Kirk had asked Forbes to look into the Woodall case last mouth and determine whether findings may have been falsified. Zain has denied wrongdoing.

"The things that Zain did as far as we can tell were done to the standards at that time," Kirk said.

But Forbes said he wants to be sure other innocent people were not convicted based on Zain's work.

"His interpretation of those results and one of our chemists or a chemist in Connecticut might not interpret them the same, and that's why we're taking a close look at them," Kirk said.

The 600 cases being re-examined involve cases Zain investigated directly and cases in which he approved the findings. 

"I would hope that Zain didn't do anything purposely wrong, Kirk said. "I feel not only bad for him. I feel bad for us because we're going to have to suffer through'

Kirk also said Saturday that improved communications between local agencies and the state police might have prevented the shooting death of a state trooper In April.

Trooper Larry Hacker was shot while investigating a dispute between two neighbors In Pullman.
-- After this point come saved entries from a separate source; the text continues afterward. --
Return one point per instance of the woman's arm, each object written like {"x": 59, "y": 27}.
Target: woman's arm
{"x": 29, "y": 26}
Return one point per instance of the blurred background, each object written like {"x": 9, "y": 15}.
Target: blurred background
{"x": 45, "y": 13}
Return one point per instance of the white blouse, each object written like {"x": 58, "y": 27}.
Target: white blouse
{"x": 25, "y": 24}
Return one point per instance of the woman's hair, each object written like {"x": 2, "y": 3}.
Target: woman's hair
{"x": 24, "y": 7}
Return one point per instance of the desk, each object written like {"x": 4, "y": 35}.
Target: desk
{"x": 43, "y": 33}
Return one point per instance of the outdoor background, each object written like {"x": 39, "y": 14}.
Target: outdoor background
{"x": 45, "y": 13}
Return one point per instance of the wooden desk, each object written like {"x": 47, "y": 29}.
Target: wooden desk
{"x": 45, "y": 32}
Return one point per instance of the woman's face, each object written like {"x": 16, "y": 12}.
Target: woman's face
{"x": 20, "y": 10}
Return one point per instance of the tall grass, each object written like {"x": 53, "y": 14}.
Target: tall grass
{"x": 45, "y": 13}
Dennis Ferguson, 67, has been charged with first-degree murder and remains in the Ritchie County Jail without bond.

Kirk said a sheriff's deputy at the scene had learned from a neighbor that Ferguson allegedly had been firing a gun all day, but the officer had no way of alerting Hacker.

"That turned a serious situation into a critical one," Kirk said. "It was information that if Trooper Hacker had at that time, he may have been more cautious than what he was."

While Hacker followed all proper procedures, Kirk said he would push for "first response" training this year for troopers and local officers who arrive on the scene first.